Embrace Fearlessly the Burning World: Essays by Barry Lopez


An ardent steward of the land, fearless traveller and unrivalled observer of nature and culture, Barry Lopez died after a long illness on Christmas Day in 2020. The previous summer, a wildfire had consumed much of what was dear to him in his home and the community around it – a tragic reminder of the climate change of which he’d long warned.

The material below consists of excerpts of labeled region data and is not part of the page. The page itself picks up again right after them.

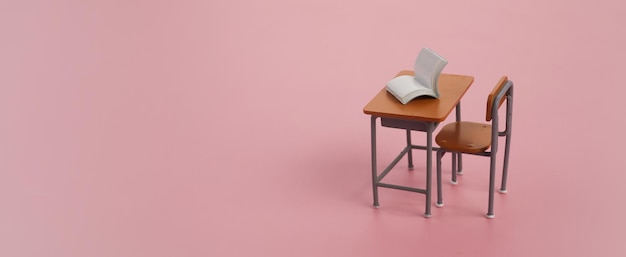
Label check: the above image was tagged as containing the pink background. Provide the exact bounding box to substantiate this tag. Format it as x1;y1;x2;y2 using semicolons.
0;0;626;257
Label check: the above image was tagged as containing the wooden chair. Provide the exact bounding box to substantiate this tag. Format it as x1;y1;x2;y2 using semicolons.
435;76;513;219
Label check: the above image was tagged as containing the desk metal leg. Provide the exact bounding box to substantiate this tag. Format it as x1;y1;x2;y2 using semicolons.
406;129;413;170
424;122;434;218
371;115;380;208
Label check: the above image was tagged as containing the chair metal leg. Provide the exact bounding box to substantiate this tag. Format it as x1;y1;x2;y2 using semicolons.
424;122;435;218
452;101;463;174
435;150;442;207
406;129;413;170
451;152;458;185
456;153;463;175
487;152;496;219
500;133;511;191
371;116;380;208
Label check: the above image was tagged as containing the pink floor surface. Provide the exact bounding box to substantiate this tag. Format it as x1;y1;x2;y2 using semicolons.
0;0;626;257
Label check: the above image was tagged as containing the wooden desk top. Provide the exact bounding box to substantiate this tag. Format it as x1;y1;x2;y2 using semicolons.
363;70;474;122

At once a cri de Coeur and a memoir of both pain and wonder, this remarkable collection of essays adds indelibly to Lopez’s legacy, and includes previously unpublished works, some written in the months before his death. They unspool memories, both personal and political, among them tender, sometimes painful stories of his childhood in New York and California, reports from expeditions to study animals and sea life, recollections of travels to Antarctica and other extraordinary places on earth, and mediations on finding oneself amid vast, dramatic landscapes. He reflects on those who taught him, including Indigenous elders and scientific mentors who sharpened his eye for the natural world. We witness poignant returns from his travels to the sanctuary of his Oregon backyard and in prose of searing candour, he reckons with the cycle of life, including own and – as he has done throughout his career – with the dangers the earth and its people are facing.

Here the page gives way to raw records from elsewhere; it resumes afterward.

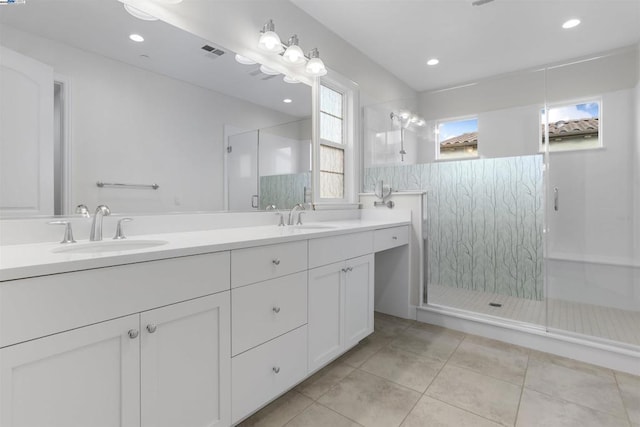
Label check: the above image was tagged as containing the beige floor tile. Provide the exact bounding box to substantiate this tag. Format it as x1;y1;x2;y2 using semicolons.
411;322;467;340
318;370;420;427
296;360;355;400
425;364;521;425
448;335;528;385
287;403;360;427
524;359;626;418
402;396;500;427
615;372;640;425
338;332;391;368
516;389;629;427
529;350;613;379
360;348;443;393
238;391;313;427
389;327;464;362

With an introduction by Rebecca Solnit that speaks to Lopez’s keen attention to the world, including its spiritual dimensions, Embrace Fearlessly the Burning World opens our minds and sounds to the importance of being wholly present to the beauty and complexity of life.

About the authors
Barry Lopez (1945–2020) was the author of various essay and story collections, including Arctic Dreams, which received the National Book Award. A frequent contributor to both American and foreign journals, Lopez was the recipient of fellowships from the Guggenheim, Lannan and National Science foundations and was honoured by numerous institutions for his literary, humanitarian and environmental work.

Rebecca Solnit is a writer, historian, and activist and the award-winning author of more than twenty books on feminism, Western and Indigenous history, popular power, social change and insurrection, wandering and walking, hope and disaster, including Call Them By Their True Names, Men Explain Things to Me, The Mother of All Questions, The Faraway Nearby Wanderlust: A History of Walking and Recollections of My Nonexistence.